The study highlights how these tensions formed an interconnected dynamic rather than isolated problems, meaning that progress in one area often sharpened challenges in another. To move forward, VCA gradually stretched its organisational identity by integrating Ugandan staff into strategic roles, supporting locally driven initiatives, and allowing new expressions of its core values to emerge. At the same time, it increasingly contextualised its programmes by redesigning activities to align with local knowledge, incentives, and social practices.
Everyday changes in working routines, communication, and field practices further reinforced this shift, fostering more horizontal relationships and trust between teams in Germany and Uganda. The formal registration of the Ugandan chapter marked a significant step toward decentralised decision-making, while ongoing dialogue helped maintain shared values across the organisation.

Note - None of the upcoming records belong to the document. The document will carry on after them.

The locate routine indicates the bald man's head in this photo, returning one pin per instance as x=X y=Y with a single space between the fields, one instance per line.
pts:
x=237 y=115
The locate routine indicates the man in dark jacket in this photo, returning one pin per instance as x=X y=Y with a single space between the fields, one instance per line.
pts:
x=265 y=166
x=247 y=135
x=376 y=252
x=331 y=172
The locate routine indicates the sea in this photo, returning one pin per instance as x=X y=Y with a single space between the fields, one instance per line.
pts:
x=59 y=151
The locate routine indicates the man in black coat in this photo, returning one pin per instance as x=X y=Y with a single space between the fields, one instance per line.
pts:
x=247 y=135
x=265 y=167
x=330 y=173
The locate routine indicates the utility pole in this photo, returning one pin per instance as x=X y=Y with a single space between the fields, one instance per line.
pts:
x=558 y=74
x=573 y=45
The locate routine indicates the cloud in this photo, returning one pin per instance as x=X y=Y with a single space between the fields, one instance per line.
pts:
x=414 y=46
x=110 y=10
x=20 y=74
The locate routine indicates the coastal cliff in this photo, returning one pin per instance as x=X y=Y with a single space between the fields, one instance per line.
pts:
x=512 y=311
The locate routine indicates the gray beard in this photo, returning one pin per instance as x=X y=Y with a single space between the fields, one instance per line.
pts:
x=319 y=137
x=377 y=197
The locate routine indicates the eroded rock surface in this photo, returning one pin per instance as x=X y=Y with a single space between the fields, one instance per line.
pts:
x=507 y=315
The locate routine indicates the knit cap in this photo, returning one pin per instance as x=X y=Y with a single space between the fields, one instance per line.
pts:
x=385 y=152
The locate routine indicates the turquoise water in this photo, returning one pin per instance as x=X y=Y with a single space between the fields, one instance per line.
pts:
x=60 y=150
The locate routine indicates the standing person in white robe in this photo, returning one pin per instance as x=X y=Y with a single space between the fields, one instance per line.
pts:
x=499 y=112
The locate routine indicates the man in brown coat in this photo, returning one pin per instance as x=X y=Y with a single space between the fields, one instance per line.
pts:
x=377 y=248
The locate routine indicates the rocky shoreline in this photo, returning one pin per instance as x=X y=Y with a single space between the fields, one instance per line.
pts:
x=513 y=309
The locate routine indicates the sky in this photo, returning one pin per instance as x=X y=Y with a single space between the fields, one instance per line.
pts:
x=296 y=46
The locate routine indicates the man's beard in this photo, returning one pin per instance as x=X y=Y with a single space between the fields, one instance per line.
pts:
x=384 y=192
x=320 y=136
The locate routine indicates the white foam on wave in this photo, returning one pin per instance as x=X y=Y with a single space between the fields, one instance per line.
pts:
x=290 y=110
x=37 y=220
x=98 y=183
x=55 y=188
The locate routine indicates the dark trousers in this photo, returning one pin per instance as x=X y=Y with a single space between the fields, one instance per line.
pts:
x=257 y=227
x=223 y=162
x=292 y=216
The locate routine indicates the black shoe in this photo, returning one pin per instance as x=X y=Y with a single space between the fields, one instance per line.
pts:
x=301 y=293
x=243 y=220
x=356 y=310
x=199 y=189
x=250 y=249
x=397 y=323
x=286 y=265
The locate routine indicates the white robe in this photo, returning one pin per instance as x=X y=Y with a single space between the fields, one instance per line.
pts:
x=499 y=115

Overall, VCA’s experience illustrates that localisation in development work cannot be separated from organisational identity work. Successfully adapting to local contexts requires NGOs to actively manage internal contradictions and continuously renegotiate who they are as organisations. Rather than offering a universal model, the case provides broader insights into how development actors can navigate complexity, decentralise responsibly, and evolve without losing coherence.